Question

A key step in the extraction of iron from its ore is feo(s) + co(g) fe(s) + co2(g) kp = 0.403 at 1000°c. this step occurs in the 700°c to 1200°c zone within a blast furnace. what are the equilibrium partial pressures of co(g) and co2(g) when 1.58 atm co(g) and excess feo(s) react in a sealed container at 1000°c?

Answer 1

The complete reaction of the problem, for better illustration, is

FeO(s) + CO(g) <--> Fe(s) + CO2(g)

The double-tailed arrow signifies that the reaction is in a dynamic chemical equilibrium. When the system is in equilibrium, the forward and the backward reaction rates have an equal ratio of Kp = 0.403 at 1000°C. The formula for Kp is

Kp = [partial pressure of products]/[partial pressure of reactants]

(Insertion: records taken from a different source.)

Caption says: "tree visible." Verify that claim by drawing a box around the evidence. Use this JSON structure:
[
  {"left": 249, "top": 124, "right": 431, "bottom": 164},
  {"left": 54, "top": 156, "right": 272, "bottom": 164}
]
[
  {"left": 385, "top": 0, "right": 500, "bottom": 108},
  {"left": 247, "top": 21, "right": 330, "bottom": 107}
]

So, first, let's find the partial pressure of the compounds in the reaction.

                      FeO(s) + CO(g) <--> Fe(s) + CO2(g)
Initial                 x            1.58            0           0
Change           -1.58        -1.58       +1.58     +1.58
------------------------------------------------------------------
Equilbrium      x-1.58          0             1.58       1.58

Kp = [(1.58)(1.58)]/[(x-1.58)] = 0.403
x = 7.77 atm (this is the amount of excess FeO)

Therefore, the partial pressure of CO2 at equilibrium is 1.58 atm. There is no more CO because it has been consumed due to excess FeO.